Carnets de voyages et récits de transition vers un avenir éthique et durable

Je m’appelle Claire Blumenfeld et je tiens Peregrinus Mundi depuis 2015. Ce site suit mon évolution dans la vie sous forme de chapitres. Les chapitres I à VI présentent principalement des récits de voyage et photographies. Le chapitre VII suit ma démarche de transition vers un mode de vie basé sur l’écologie et le bien-être à travers trois approches qui m’intéressent particulièrement, la permaculture, l’herboristerie et l’éco-construction.

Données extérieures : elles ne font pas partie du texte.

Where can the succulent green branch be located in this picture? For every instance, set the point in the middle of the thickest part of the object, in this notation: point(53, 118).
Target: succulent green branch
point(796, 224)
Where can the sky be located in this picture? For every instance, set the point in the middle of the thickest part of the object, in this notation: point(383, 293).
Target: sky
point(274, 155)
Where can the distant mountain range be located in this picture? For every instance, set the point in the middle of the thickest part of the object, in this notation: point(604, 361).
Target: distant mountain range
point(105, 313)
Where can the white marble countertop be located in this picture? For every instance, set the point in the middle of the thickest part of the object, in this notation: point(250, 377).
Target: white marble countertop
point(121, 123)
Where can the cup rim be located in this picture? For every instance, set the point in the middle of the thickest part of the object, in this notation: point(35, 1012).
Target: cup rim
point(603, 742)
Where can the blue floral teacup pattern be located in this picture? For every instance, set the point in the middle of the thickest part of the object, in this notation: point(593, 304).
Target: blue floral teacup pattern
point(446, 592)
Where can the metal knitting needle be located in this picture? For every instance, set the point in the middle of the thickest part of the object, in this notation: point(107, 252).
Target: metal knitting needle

Dure expérience dans l’arrière-pays okinawaïen
Volontariat dans des conditions très rustiques au sein d’une petite ferme laitière près d’Ôgimi.
Kiyuna Farm, Ôgimi, Ryukyu, Japon © Claire Blumenfeld
CARNET

Lundi 18 janvier, départ à 8h de Nago pour Ôgimi, petite agglomération rurale dans le nord d’Okinawa où se trouve mon nouveau woofing, dans une ferme laitière. J’arrive une demie-heure plus tard au konbini (petites supérettes ouvertes 24/7 présentes un peu partout) où se situe le lieu de rendez-vous. J’appelle la ferme en utilisant un téléphone fixe et attends presqu’une heure que mon contact vienne me chercher. Une petite mamie finit par débarquer. Keiko Kiyuna, la propriétaire de la ferme. Elle m’emmène dans sa petite voiture, le pied lourd sur l’accélérateur, sur un petit chemin serpentant dans la faune tropicale au milieu des collines. La ferme se trouve à l’extérieur du village d’Ôgimi. S’étalant sur le bord de mer et les petites collines recouvrant le nord de l’île, les habitations sont rurales et assez isolées l’une de l’autre. Sur un plateau un peu à l’extérieur du village se trouve de nombreuses petites fermes familiales dont la ferme Kiyuna dédiée à une toute petite production laitière.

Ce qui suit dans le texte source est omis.